С этим пора было кончать. Я, понятно, предпочел бы расстаться добрыми друзьями. Но тут нечего было и пытаться. Ее распирало от любви, а она упряма. Как-то утром ушла она с матерью за покупками, а я сложил вещички в узелок, как ты в Драньё, и слинял по-тихому. Надеюсь, после этого ты не скажешь, что у меня терпения не хватает? Повторяю только — ничего поделать было нельзя. Теперь ты все знаешь. И раз я говорю, что эта малышка способна на все и запросто может с минуты на минуту припереться за мной сюда, ты мне не вкручивай, что у меня галлюцинации. Я знаю, что говорю. И ее знаю. И по-моему, для всех будет спокойней, если она найдет меня среди твоих психов. Мне так легче прикидываться будет, что я больше ничего не понимаю. С ней только так и надо — не понимать.
Еще несколько месяцев назад рассказ Робинзона заинтересовал бы меня, но я вроде как неожиданно постарел.
В сущности, я все больше уподоблялся Баритону — на все мне было плевать.

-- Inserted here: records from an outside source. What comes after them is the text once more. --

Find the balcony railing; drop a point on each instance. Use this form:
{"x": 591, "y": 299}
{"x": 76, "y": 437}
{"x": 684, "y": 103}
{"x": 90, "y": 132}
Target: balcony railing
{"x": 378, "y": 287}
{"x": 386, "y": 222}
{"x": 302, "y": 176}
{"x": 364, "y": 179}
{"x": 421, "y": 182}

Все, что Робинзон нарассказал о своей тулузской авантюре, не казалось мне подлинной опасностью. Как я ни силился проникнуться интересом к его делу, от этого дела упорно несло чем-то затхлым. Что ни говори, что ни проповедуй, а мир уходит от нас много раньше, чем мы уходим от мира.
Однажды вы начинаете все меньше говорить о вещах, которыми больше всего дорожили, а уж если говорите, то через силу. Вы по горло сыты собственными разговорами. Всячески стараетесь их сократить. Потом совсем прекращаете. Вы же говорите уже тридцать лет. Вы даже не стараетесь больше быть правым. У вас пропадает желание сохранить даже капельку радостей, которую вы сумели себе выкроить. Все становится противно. Теперь на пути, ведущем в никуда, вам достаточно всего лишь малость пожрать, согреться и как можно крепче уснуть. Чтобы возродить в себе интерес к жизни, следует изобрести новые гримасы, которые вы будете корчить перед другими. Но у вас уже нет сил менять репертуар. Вы бормочете что-то невнятное, придумываете разные извинения и уловки, чтобы по-прежнему остаться среди своих, но рядом с вами, не отходя ни на шаг, уже стоит смердящая смерть, простая, как партия в белот. Вам останутся д?роги только мелкие горести, например что вы не нашли время посетить, пока он еще был жив, старого дядю в Буа-Коломб, допевшего свою песенку февральским вечером. Это и все, что уцелело от жизни. Это маленькое раскаяние жестоко мучит вас, все же остальное вы с усилиями и мукой более или менее выблевали по дороге. Ваши воспоминания — всего лишь старый фонарь, висящий на углу улицы, где больше почти никто не ходит.
Поскольку скучать все равно приходится, наименее утомительно делать это при регулярном образе жизни. Я добивался, чтобы к десяти вся лечебница была уже в постели. Свет выключал самолично. Дела шли сами собой.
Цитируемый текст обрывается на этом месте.